Preventive Medicine
CANCER SCREENING
A 39-year-old woman comes to the clinic very concerned about her risk of developing cancer. When questioned further she attests to a family history of colon cancer—her father was diagnosed at the age of 43, and her mother was diagnosed with breast cancer at the age of 52. The patient states that she is sexually active with multiple partners and has not seen a physician since a motor vehicle accident that occurred 15 years ago. She denies any symptoms at this time, and physical examination is normal. At the end of the interview she asks what is recommended for a woman her age.
Screening is testing done on seemingly healthy people to identify those at increased risk of disease. Potentially, several harmful effects may result from screening tests. Any adverse outcome that occurs (large bowel perforation secondary to a colonoscopy) is iatrogenic. Screening may be expensive, unpleasant, and/or inconvenient. Screening may also lead to harmful treatment. Finally, there may be a stigma associated with incorrectly labeling a patient as “sick”.

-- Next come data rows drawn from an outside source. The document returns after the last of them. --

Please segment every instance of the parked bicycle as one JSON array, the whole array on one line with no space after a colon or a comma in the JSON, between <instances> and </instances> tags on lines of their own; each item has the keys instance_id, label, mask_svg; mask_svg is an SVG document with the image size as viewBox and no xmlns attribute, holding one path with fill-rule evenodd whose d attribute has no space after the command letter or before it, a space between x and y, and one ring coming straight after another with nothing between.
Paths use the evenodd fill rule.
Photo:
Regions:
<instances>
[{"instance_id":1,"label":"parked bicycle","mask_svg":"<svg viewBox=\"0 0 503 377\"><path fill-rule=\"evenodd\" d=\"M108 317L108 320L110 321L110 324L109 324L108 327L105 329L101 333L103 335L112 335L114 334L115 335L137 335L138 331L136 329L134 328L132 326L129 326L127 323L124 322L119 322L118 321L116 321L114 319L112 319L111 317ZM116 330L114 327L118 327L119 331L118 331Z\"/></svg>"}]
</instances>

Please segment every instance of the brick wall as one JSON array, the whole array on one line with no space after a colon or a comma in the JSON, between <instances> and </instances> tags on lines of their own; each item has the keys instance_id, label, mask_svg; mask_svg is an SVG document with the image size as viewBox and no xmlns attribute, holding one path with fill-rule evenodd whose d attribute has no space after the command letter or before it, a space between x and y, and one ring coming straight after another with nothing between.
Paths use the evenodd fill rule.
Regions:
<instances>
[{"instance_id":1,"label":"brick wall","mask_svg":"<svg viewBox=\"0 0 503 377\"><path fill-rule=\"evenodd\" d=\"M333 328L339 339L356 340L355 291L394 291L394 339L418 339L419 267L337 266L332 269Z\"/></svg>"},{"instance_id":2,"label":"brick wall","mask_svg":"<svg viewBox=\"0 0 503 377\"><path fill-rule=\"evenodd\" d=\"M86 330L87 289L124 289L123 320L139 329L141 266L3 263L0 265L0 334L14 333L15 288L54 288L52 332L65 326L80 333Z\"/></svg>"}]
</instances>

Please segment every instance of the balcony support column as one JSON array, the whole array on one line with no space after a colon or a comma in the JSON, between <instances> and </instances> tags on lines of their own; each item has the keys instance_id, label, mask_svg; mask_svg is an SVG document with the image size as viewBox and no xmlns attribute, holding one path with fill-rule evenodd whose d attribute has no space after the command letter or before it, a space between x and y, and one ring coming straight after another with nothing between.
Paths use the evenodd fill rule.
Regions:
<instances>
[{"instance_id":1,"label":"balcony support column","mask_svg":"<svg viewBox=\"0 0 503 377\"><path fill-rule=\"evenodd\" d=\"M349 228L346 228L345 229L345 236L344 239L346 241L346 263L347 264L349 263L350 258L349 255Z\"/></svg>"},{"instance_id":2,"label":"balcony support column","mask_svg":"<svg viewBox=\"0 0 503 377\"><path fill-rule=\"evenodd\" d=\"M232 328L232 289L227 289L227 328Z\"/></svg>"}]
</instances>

Even if a test is available, that does not necessarily mean it should be used to screen for a particular disease. For all diseases for which screening is recommended, effective intervention must exist, and the course of events after a positive test result must be discussed with and be accept( able to the patient. Most important, the screening test must be valid; i.e., the test must have been
shown in a randomized, double-blinded trial to decrease overall mortality in the screened population.
For a screening test to be recommended for regular use it has to be extensively studied to insure that all of the above requirements are met. The three malignancies for which regular screening is recommended are cancers of the colon, breast, and cervix.
In the patient with no significant family history of colon cancer, screening should begin at the age of 50. The choices are annual fecal occult blood testing, sigmoidoscopy every 5 years, and barium enema. The preferred screening modality for colon cancer is colonoscopy every 10 years.
Patients who have a single first-degree relative with colorectal cancer diagnosed before the age of 60, or who have multiple first-degree relatives with colon cancer at any age, should undergo colonoscopy starting either at the age of 40 or at an age that is 10 years younger than the age at which the youngest affected relative was diagnosed, whichever age occurs earlier. In this group of high-risk patients, colonoscopy should be repeated every 5 years.